Droits et injustices vont toujours de pair. Et au-delà de cela, il y a quelques vérités incontournables.  Derrière la plupart de nos actions, le plus souvent c’est la « loi du plus fort » qui prévaut. Ne croyez surtout pas que les Républicains qui gagnent beaucoup d’argent soient les seuls à défendre ce leitmotiv. Toute personne qui pense que le simple fait d’avoir l’argent pour se payer quelque chose est un passe-droit pour en faire ce qu’il veut, est mue par la loi du plus fort. C’est ainsi que les lumières restent allumées dans des maisons et des appartements vides. C’est ainsi également que les gens tirent la chasse d’eau à tout va. De la même façon, celui qui a de l’argent peut aller au restaurant ou à l’épicerie se payer un morceau de viande ou un poisson entier. Par conséquent, celui qui a de l’argent peut obtenir à peu près tout ce qu’il désire, peu importent les ramifications morales ou éthiques sur les autres animaux ou sur l’environnement. Et ce droit là, il est hors de question de le remettre en question.
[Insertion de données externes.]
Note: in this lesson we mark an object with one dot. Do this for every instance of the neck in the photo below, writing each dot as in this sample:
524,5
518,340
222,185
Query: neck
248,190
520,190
Ce qui se produit en ce moment au Japon pourrait arriver partout. Eh oui, cela peut arriver à tout le monde et la probabilité qu’un événement similaire arrive aux gens vivant le long des côtes et autour des centrales nucléaires frise la certitude. En ce moment même, des choses absolument atroces arrivent des milliards d’animaux dans les fermes d’élevage et dans les laboratoires de recherche. Le même sort terrible est réservé à des milliards de Terriens comme nous qui vivent dans les océans et qui sont en train d’être rapidement empoisonnés.  Face au tremblement de terre et au tsunami au Japon, la réaction la plus significative serait que chacun de nous examine sérieusement son mode de vie et se demande comment réduire sa consommation.

Pourrions-nous nous réveiller de notre ignorance et nous défaire de nos addictions au confort,  à la consommation effrénée, aux divertissements et à notre droit d’acheter des choses ? Ou est-ce déjà trop tard ? J’ignore s’il est trop tard mais quelle est l’alternative ? Devrions-nous tous rester dans cet aveuglement béat parce qu’il est trop désagréable de regarder en face la réalité ? Avons-nous été trop loin pour inverser le processus ? Bien, si vous êtes résignés à cette vision pessimiste alors pourquoi ne pas faire sauter toutes les limites et vous laisser sombrer dans la pagaille la plus complète, boire du champagne, manger des steaks et du homard, ou plus probablement,  continuer à vivre au quotidien comme si de rien n’était ?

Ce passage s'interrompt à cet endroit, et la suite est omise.